И когда в Шанхае он порвал крестовую связку в колене прямо на генеральном прогоне, и не вышел в первом спектакле, а сидел за кулисами и смотрел на своего дублёра стеклянными глазами, - я помнила о посуде почему-то, и сама ощущала жгучую боль в правом колене, и не знала, догнали ли меня те последствия неправильной нагрузки, о которых талдычил он так часто, или это часть его боли поселилась во мне.
Тогда я узнала, что наш древний и абсолютный запрет на любые прикосновения до брака, может быть, не более чем попытка предотвратить заселение себя чужими ощущениями. Ведь невозможно взять себе такую боль, если ты не готов остаться с ее обладателем навсегда.
Когда я училась жить без него ещё спустя вечность, я вспоминала, как он через два дня, когда ему привезли наколенник, повторяющий связки, в котором он мог танцевать, заглушив себя обезболивающим и ничего уже перед собой не видя, выдыхал по-русски сквозь зубы:
- Больно! Мне больно! Мне! Очень! Больно!

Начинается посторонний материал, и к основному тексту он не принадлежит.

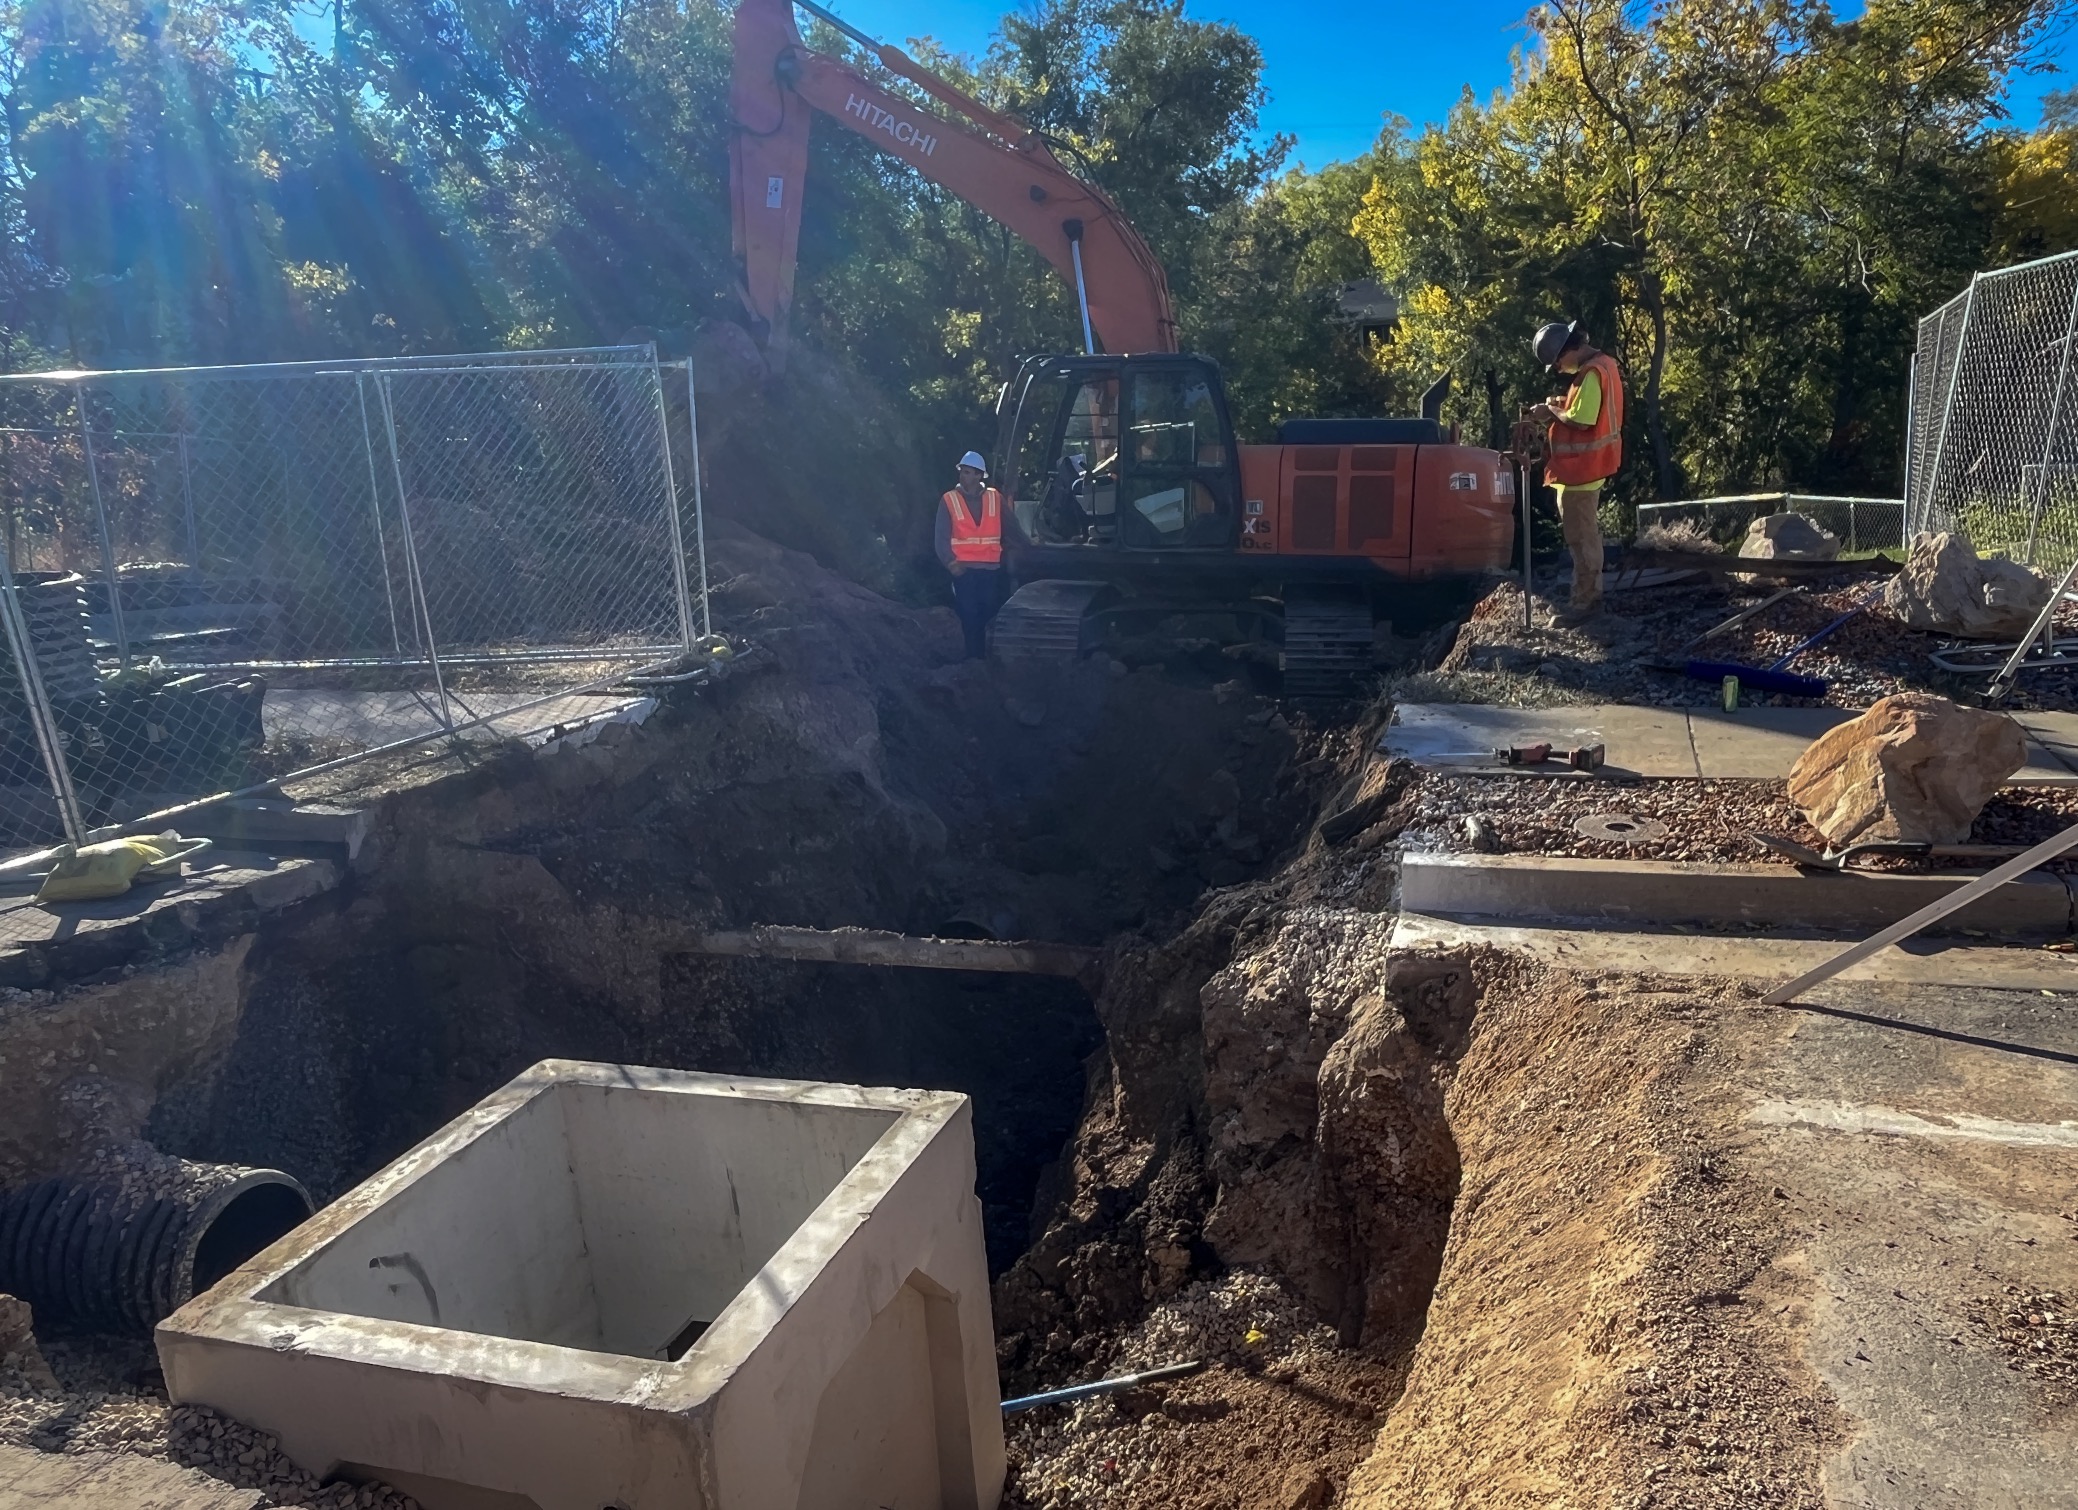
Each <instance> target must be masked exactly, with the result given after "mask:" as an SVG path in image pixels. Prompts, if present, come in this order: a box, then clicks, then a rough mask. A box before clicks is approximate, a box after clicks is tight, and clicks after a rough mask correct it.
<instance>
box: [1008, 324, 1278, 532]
mask: <svg viewBox="0 0 2078 1510" xmlns="http://www.w3.org/2000/svg"><path fill="white" fill-rule="evenodd" d="M997 422H1000V432H997V463H995V480H997V484H1000V486H1004V490H1006V494H1008V496H1010V501H1012V515H1014V521H1016V530H1018V536H1022V540H1024V542H1027V544H1031V546H1041V548H1070V550H1087V552H1099V550H1124V552H1164V555H1166V552H1207V550H1220V552H1230V550H1234V548H1236V542H1238V538H1241V451H1238V447H1236V444H1234V426H1232V420H1230V417H1228V411H1226V390H1224V386H1222V384H1220V372H1218V368H1214V366H1211V361H1207V359H1203V357H1191V355H1172V353H1157V355H1139V357H1101V355H1097V357H1033V359H1029V361H1027V363H1024V366H1022V368H1020V370H1018V376H1016V378H1014V380H1012V382H1010V384H1008V386H1006V388H1004V397H1002V403H1000V407H997Z"/></svg>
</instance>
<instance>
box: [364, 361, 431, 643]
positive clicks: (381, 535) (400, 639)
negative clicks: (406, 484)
mask: <svg viewBox="0 0 2078 1510" xmlns="http://www.w3.org/2000/svg"><path fill="white" fill-rule="evenodd" d="M353 397H355V399H359V401H362V451H364V453H366V455H368V513H370V515H372V517H374V521H376V561H380V563H382V600H384V602H387V604H389V611H391V648H395V650H397V654H403V629H401V627H399V625H397V588H395V584H393V582H391V573H389V536H387V534H384V532H382V484H380V482H376V438H374V434H370V430H368V384H366V380H364V376H362V374H359V372H355V374H353ZM411 631H414V636H416V633H418V621H416V619H414V621H411Z"/></svg>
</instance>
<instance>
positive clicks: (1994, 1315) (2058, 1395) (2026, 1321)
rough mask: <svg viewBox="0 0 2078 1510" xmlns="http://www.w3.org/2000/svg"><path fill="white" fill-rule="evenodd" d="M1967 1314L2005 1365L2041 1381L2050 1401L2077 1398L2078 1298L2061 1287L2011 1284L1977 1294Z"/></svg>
mask: <svg viewBox="0 0 2078 1510" xmlns="http://www.w3.org/2000/svg"><path fill="white" fill-rule="evenodd" d="M1966 1315H1968V1317H1970V1325H1972V1327H1974V1329H1976V1331H1980V1333H1982V1336H1987V1338H1989V1340H1991V1344H1993V1346H1995V1348H1997V1350H1999V1352H2001V1354H2003V1356H2005V1367H2007V1369H2012V1371H2014V1373H2026V1375H2032V1377H2034V1379H2039V1381H2041V1383H2043V1394H2047V1396H2049V1404H2051V1406H2068V1404H2072V1402H2074V1400H2078V1302H2074V1300H2072V1298H2070V1296H2066V1294H2063V1292H2059V1290H2028V1288H2026V1286H2018V1284H2009V1286H2005V1288H2003V1290H2001V1292H1999V1294H1995V1296H1991V1294H1984V1296H1974V1298H1972V1300H1970V1302H1968V1306H1966Z"/></svg>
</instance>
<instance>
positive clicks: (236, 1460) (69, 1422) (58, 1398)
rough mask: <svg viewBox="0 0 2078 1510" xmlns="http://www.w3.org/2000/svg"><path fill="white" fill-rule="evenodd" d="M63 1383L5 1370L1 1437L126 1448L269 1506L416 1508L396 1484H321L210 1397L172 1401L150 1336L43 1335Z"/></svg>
mask: <svg viewBox="0 0 2078 1510" xmlns="http://www.w3.org/2000/svg"><path fill="white" fill-rule="evenodd" d="M44 1352H46V1354H48V1358H50V1369H52V1371H54V1373H56V1379H58V1383H56V1385H52V1383H50V1381H48V1377H46V1379H42V1381H39V1379H37V1377H33V1375H25V1373H19V1371H0V1444H8V1446H19V1448H33V1450H35V1452H62V1454H73V1456H77V1454H100V1452H125V1454H133V1456H139V1458H160V1460H164V1462H175V1464H179V1466H183V1468H195V1471H197V1473H204V1475H208V1477H210V1479H216V1481H218V1483H227V1485H231V1487H235V1489H258V1491H260V1493H262V1495H264V1500H262V1502H260V1504H262V1506H310V1508H312V1510H418V1500H414V1498H411V1495H407V1493H401V1491H399V1489H391V1487H389V1485H355V1483H332V1485H326V1483H320V1481H318V1479H316V1477H314V1475H310V1473H305V1471H303V1468H299V1466H295V1462H291V1460H289V1458H287V1456H283V1452H281V1444H278V1441H276V1439H274V1437H272V1435H270V1433H266V1431H256V1429H254V1427H247V1425H241V1423H237V1421H231V1419H229V1417H222V1414H218V1412H214V1410H208V1408H204V1406H175V1404H168V1402H166V1396H164V1387H162V1383H160V1379H158V1365H156V1358H154V1354H152V1344H150V1342H148V1340H141V1338H139V1340H133V1338H108V1336H96V1333H58V1336H54V1338H50V1340H46V1342H44Z"/></svg>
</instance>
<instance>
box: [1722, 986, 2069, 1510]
mask: <svg viewBox="0 0 2078 1510" xmlns="http://www.w3.org/2000/svg"><path fill="white" fill-rule="evenodd" d="M1789 1012H1791V1014H1793V1028H1791V1032H1789V1034H1787V1039H1785V1041H1781V1043H1779V1045H1777V1047H1775V1049H1773V1053H1768V1055H1766V1057H1764V1059H1762V1061H1758V1063H1750V1066H1748V1068H1746V1070H1743V1074H1737V1076H1735V1093H1739V1095H1741V1097H1743V1099H1746V1101H1748V1107H1750V1109H1748V1115H1746V1126H1748V1130H1750V1132H1748V1134H1746V1138H1748V1147H1746V1149H1743V1151H1741V1153H1739V1157H1741V1161H1743V1163H1748V1165H1750V1167H1752V1169H1754V1178H1756V1180H1758V1182H1760V1184H1762V1186H1766V1184H1768V1182H1770V1180H1773V1182H1777V1188H1779V1190H1781V1192H1783V1196H1785V1211H1787V1215H1789V1217H1791V1221H1793V1223H1795V1228H1797V1232H1800V1234H1802V1236H1804V1248H1802V1255H1800V1265H1802V1267H1804V1269H1806V1271H1808V1273H1810V1286H1808V1296H1810V1302H1808V1304H1810V1321H1808V1333H1806V1340H1804V1358H1806V1363H1808V1365H1810V1367H1812V1369H1814V1371H1816V1373H1818V1377H1820V1379H1822V1381H1824V1383H1827V1387H1829V1390H1831V1394H1833V1398H1835V1400H1839V1404H1841V1408H1843V1410H1845V1412H1847V1417H1849V1421H1851V1423H1854V1429H1851V1431H1847V1433H1845V1441H1843V1444H1841V1448H1839V1450H1837V1454H1835V1456H1833V1460H1831V1462H1829V1464H1827V1468H1824V1485H1822V1491H1824V1504H1827V1506H1829V1510H1926V1508H1930V1506H1984V1508H1991V1506H1997V1508H2001V1510H2005V1508H2012V1510H2020V1508H2022V1506H2026V1510H2078V1477H2074V1475H2072V1462H2074V1458H2078V1441H2074V1433H2072V1419H2070V1412H2068V1410H2055V1408H2049V1406H2047V1404H2045V1402H2043V1398H2041V1394H2039V1392H2034V1390H2030V1387H2028V1385H2030V1383H2032V1381H2030V1379H2026V1377H2024V1375H2020V1373H2016V1371H2014V1369H2009V1367H2007V1358H2005V1356H2003V1354H2001V1350H1999V1348H1997V1346H1991V1344H1989V1340H1987V1338H1984V1333H1982V1331H1980V1329H1978V1327H1976V1325H1974V1323H1972V1315H1974V1313H1972V1302H1974V1298H1976V1296H1984V1294H1991V1296H2001V1290H2003V1286H2007V1284H2014V1286H2022V1288H2028V1290H2057V1292H2072V1290H2078V1244H2072V1242H2070V1234H2072V1228H2070V1221H2068V1219H2063V1217H2059V1213H2066V1211H2070V1192H2072V1186H2074V1184H2078V1147H2074V1142H2078V1140H2074V1138H2072V1130H2074V1128H2078V1020H2074V1018H2072V1009H2070V1003H2068V1001H2061V999H2049V997H2041V995H2034V993H2020V991H1955V989H1933V987H1874V985H1866V982H1829V987H1824V989H1822V991H1820V999H1818V1003H1814V1005H1808V1007H1802V1009H1789Z"/></svg>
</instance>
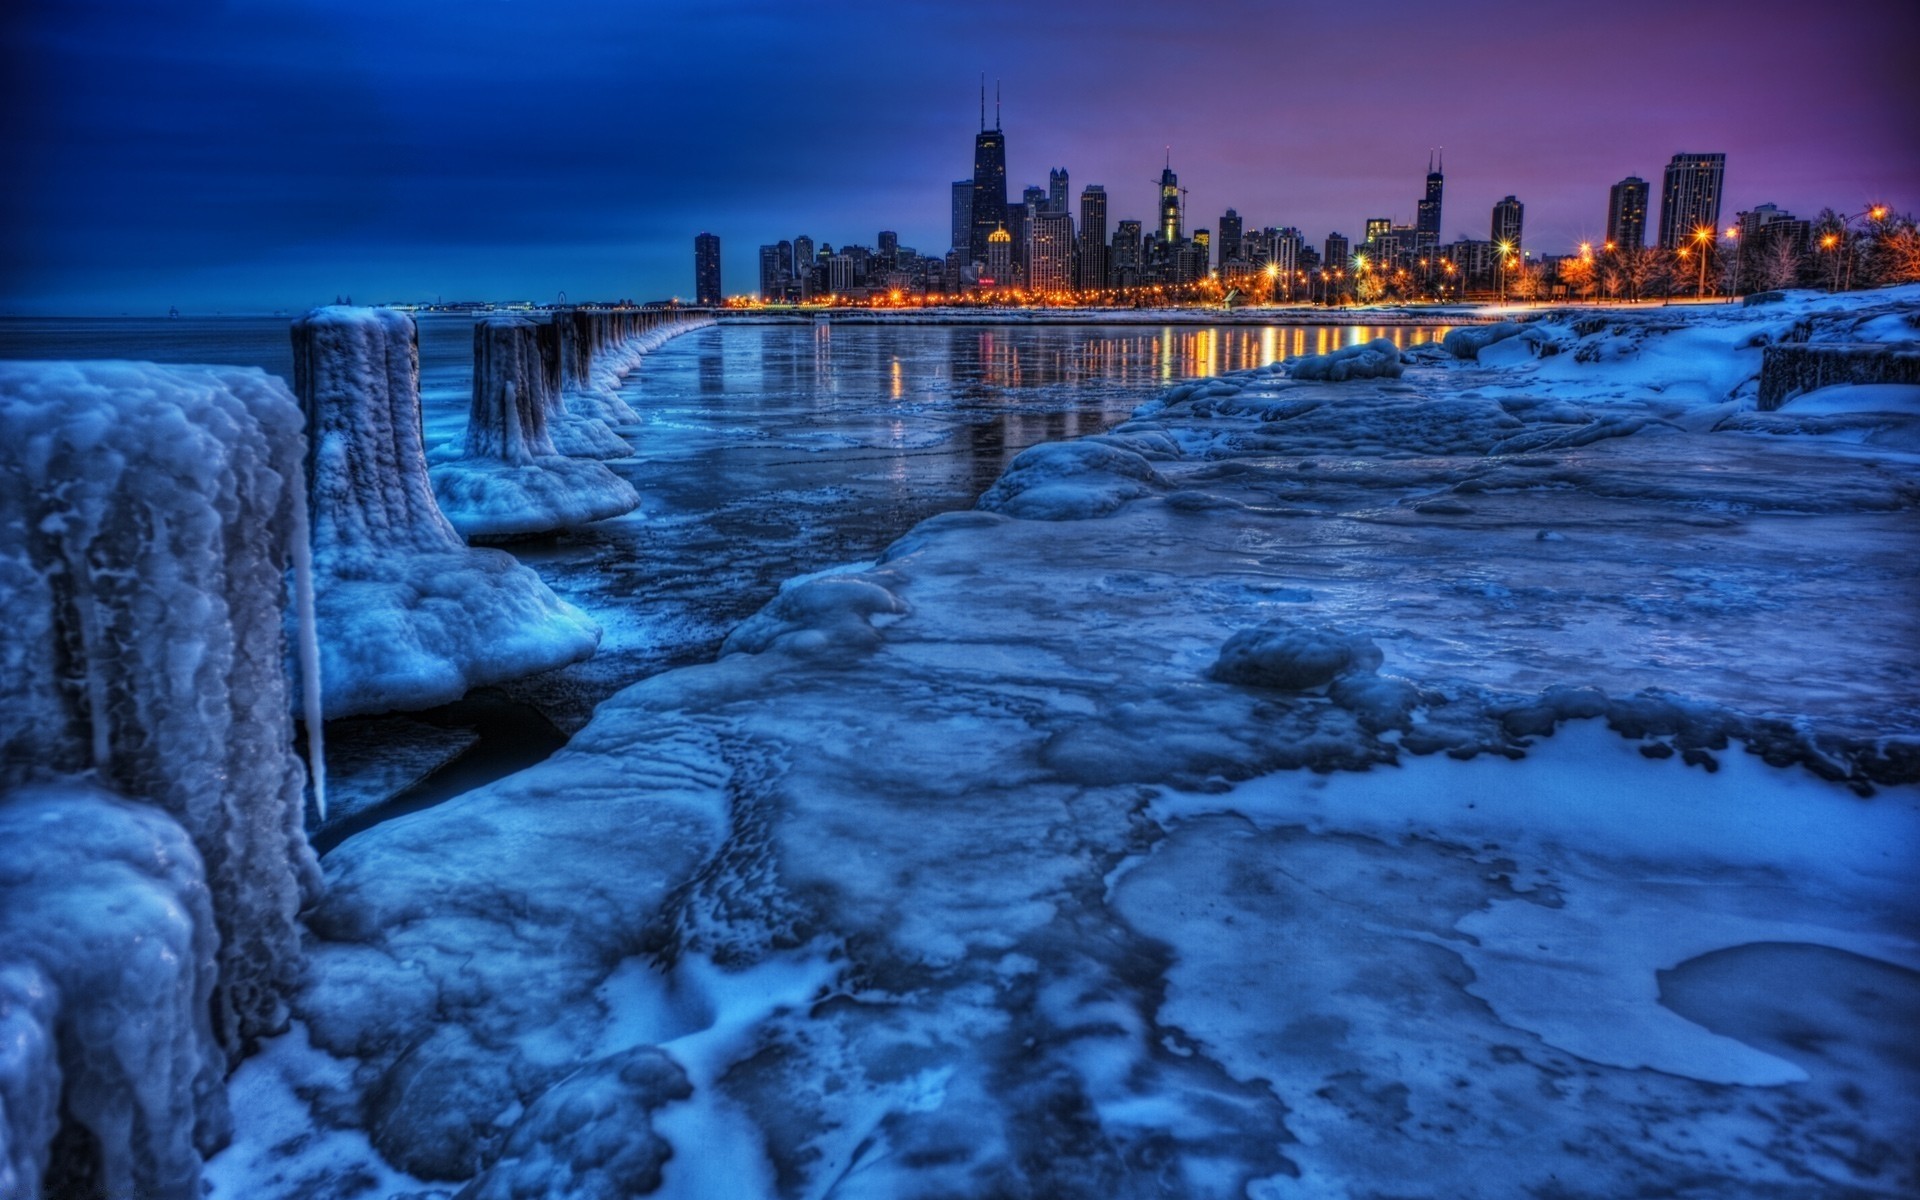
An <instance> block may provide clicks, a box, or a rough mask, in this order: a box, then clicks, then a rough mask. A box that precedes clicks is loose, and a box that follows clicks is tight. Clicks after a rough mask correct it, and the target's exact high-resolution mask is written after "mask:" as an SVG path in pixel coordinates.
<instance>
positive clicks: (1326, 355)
mask: <svg viewBox="0 0 1920 1200" xmlns="http://www.w3.org/2000/svg"><path fill="white" fill-rule="evenodd" d="M1400 371H1402V365H1400V348H1398V346H1394V342H1392V340H1390V338H1375V340H1373V342H1367V344H1365V346H1348V348H1344V349H1336V351H1332V353H1315V355H1308V357H1304V359H1292V361H1290V363H1288V365H1286V374H1288V376H1292V378H1300V380H1321V382H1329V384H1338V382H1344V380H1350V378H1400Z"/></svg>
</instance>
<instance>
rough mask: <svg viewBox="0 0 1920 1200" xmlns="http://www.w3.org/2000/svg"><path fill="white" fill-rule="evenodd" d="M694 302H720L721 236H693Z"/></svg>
mask: <svg viewBox="0 0 1920 1200" xmlns="http://www.w3.org/2000/svg"><path fill="white" fill-rule="evenodd" d="M693 303H720V238H716V236H714V234H701V236H697V238H693Z"/></svg>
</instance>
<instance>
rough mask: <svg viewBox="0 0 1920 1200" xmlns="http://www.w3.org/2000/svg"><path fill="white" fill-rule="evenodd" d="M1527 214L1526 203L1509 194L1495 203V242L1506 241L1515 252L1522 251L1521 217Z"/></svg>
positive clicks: (1497, 245)
mask: <svg viewBox="0 0 1920 1200" xmlns="http://www.w3.org/2000/svg"><path fill="white" fill-rule="evenodd" d="M1524 215H1526V205H1524V204H1521V202H1519V200H1515V198H1513V196H1507V198H1505V200H1501V202H1500V204H1496V205H1494V244H1496V246H1498V244H1500V242H1505V244H1507V246H1511V248H1513V253H1519V252H1521V219H1523V217H1524Z"/></svg>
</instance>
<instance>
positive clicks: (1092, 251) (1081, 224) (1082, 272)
mask: <svg viewBox="0 0 1920 1200" xmlns="http://www.w3.org/2000/svg"><path fill="white" fill-rule="evenodd" d="M1075 282H1077V286H1081V288H1104V286H1108V252H1106V188H1104V186H1100V184H1096V182H1092V184H1087V186H1085V188H1083V190H1081V250H1079V278H1077V280H1075Z"/></svg>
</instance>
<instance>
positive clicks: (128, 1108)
mask: <svg viewBox="0 0 1920 1200" xmlns="http://www.w3.org/2000/svg"><path fill="white" fill-rule="evenodd" d="M0 845H6V847H8V854H6V856H0V947H6V948H4V952H0V1196H8V1198H19V1200H35V1198H38V1196H42V1194H46V1196H83V1194H84V1196H152V1198H156V1200H200V1165H202V1156H204V1154H211V1152H213V1150H219V1148H221V1146H223V1144H225V1142H227V1137H228V1133H230V1117H228V1108H227V1085H225V1077H227V1054H225V1052H223V1048H221V1044H219V1039H215V1035H213V1021H211V1000H213V995H215V989H217V981H219V968H217V964H215V950H217V947H219V945H221V939H219V935H217V933H215V927H213V925H215V922H213V906H211V899H209V895H207V879H205V872H204V868H202V856H200V852H198V851H196V849H194V845H192V841H190V839H188V837H186V831H184V829H182V828H180V824H179V822H175V820H173V818H169V816H167V814H165V812H161V810H159V808H156V806H152V804H138V803H132V801H125V799H119V797H113V795H109V793H106V791H100V789H96V787H84V785H71V783H40V785H29V787H21V789H15V791H8V793H4V795H0ZM63 1125H65V1127H67V1135H65V1137H61V1127H63Z"/></svg>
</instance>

Стискивал зубы, расстёгивал ремни наколенника, зажимал руками распухшие связки и снова кричал:
- Мне! Больно!
Реда жалел его, всегда звал врача, чтобы вместе с ремнями Джонатан не отодрал себе колено, и всякий раз много и детально говорил, что можно изменить его роль, просто выходить на сцену, оставить пару основных танцев, убрать поддержки, гонки и всю акробатику.
Взмокший от боли и злости Джонатан дергал меня за руку и говорил:
- Переведи ему, Марта: я не буду ходить, я буду дальше танцевать. Мне не больно, когда я танцую.
- Ты только что орал, что тебе больно, - уточняла я.
- Это когда я не танцую, больно, - пояснял как ни в чем ни бывало Джонатан, - а на сцене не больно вообще, я просто сразу в Вероне и страдаю.
Я переводила все дословно, Реда кивал молча и отбирал наколенник, чтобы Джонатан не пытался тренироваться в свободное от репетиции и спектакля время.